A comprehensive probabilistic prediction and Monte-Carlo simulation of the flexural strength of hybrid graphene oxide/carbon nanotube cementitious nanocomposite

Abstract

Using the Kelly-Tyson theory, a probabilistic model is proposed to predict the flexural strength of hybrid cement composite reinforced by graphene oxide (GO) and carbon nanotube (CNT). The model evaluates the effects of several parameters, including the GO content, the CNT content and aspect ratio, the water-cement ratio, and the age of sample. The predictions are compared with experimental data sets. Good agreements are achieved, so that the model predicts the flexural strength with the error of 8% compared to the experimental data sets. Furthermore, the failure probability is evaluated to identify the optimum range of the variables to achieve the maximum flexural strength.
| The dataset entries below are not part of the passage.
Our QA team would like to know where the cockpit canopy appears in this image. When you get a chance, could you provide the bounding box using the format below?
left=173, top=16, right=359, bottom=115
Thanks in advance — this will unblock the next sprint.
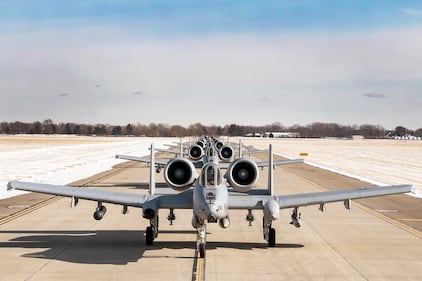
left=200, top=163, right=222, bottom=186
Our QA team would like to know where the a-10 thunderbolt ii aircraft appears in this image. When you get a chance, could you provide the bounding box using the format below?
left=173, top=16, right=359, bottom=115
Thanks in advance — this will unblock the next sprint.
left=8, top=137, right=412, bottom=257
left=116, top=136, right=268, bottom=170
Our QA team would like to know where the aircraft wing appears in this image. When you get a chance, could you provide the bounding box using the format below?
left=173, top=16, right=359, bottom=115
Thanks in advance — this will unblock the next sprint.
left=7, top=181, right=193, bottom=209
left=116, top=154, right=169, bottom=166
left=229, top=185, right=413, bottom=209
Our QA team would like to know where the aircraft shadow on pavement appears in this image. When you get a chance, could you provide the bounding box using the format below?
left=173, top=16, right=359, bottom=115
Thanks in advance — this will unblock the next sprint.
left=91, top=182, right=168, bottom=189
left=0, top=230, right=304, bottom=265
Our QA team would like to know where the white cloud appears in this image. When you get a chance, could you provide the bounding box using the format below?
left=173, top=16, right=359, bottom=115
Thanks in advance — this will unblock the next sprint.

The results show that increasing the CNT content and aspect leads to an increase in the flexural strength. However, with an increase in the water-cement ratio, the GO content, and the age of sample, the flexural strength decreases. It is found that, compared to the reference sample, by adding 0.06 wt% GO, the flexural strength decreases about 3.65% while the addition of 0.06 wt% CNT leads to 9.6% increase in the flexural strength. Moreover, when the CNT content increases from 0 to 0.05 wt%, the corresponding failure probability decreases about 26.6%. The failure probability increases about 30% correspondingly as the GO content varies from 0 to 0.05 wt%, too.